13. The method according to any one of claims 1 to 12, wherein the agent is selected from the group consisting of anti-proliferative drugs, radiation, and an antibody which binds specifically to CD4+ T cells.

14. The method according to claim 13, wherein the anti-proliferative drug is selected from the group consisting of vinblastine and anhydro vinblastine.

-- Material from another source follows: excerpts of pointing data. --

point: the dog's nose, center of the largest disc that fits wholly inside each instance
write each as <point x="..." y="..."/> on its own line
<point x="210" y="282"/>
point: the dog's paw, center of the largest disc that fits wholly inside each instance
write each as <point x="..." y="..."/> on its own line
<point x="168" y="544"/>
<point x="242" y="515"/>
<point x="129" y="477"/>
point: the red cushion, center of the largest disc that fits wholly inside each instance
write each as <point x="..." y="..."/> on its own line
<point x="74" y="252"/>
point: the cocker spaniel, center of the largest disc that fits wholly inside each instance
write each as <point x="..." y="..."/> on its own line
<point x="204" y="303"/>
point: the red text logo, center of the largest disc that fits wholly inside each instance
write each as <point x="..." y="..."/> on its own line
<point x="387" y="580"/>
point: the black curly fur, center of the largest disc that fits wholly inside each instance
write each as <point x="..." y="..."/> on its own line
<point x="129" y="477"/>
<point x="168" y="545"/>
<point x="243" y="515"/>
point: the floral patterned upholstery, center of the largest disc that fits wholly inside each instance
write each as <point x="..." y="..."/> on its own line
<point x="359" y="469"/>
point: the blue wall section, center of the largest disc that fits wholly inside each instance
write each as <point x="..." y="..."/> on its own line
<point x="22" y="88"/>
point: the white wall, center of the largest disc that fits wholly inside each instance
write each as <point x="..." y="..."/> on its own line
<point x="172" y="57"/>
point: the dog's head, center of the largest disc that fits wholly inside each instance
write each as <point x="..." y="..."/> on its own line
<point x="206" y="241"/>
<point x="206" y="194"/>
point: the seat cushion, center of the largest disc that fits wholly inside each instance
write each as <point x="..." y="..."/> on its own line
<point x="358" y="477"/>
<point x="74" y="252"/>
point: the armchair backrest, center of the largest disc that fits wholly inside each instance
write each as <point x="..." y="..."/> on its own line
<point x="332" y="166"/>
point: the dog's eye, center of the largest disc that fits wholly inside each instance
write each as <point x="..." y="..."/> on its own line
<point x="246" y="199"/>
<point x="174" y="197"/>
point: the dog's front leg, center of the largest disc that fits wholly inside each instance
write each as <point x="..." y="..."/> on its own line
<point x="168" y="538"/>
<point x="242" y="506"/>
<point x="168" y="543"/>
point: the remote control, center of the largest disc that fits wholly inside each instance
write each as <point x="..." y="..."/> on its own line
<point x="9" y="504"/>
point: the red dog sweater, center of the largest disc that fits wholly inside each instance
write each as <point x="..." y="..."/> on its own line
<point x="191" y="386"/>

15. The method of according to any one of claims 1 to 14, wherein the retrovirus is selected from the group consisting of HTV-1, HTV-2, HTLV-1 and HTLV-2.

16. The method according to any one of claims 1 to 15, wherein the method is repeated at least once.

17. The method according to any one of claims 1 to 16, wherein the mammalian subject is a human.

18. Use of an agent which inhibits the production of, and/or destroys, regulator cells in the manufacture of a medicament for treatment of a retroviral infection in a mammalian subject.

19. The use according to claim 18, wherein the agent is selected from the group consisting of anti-proliferative drugs, and an antibody which binds specifically to CD4+ T cells.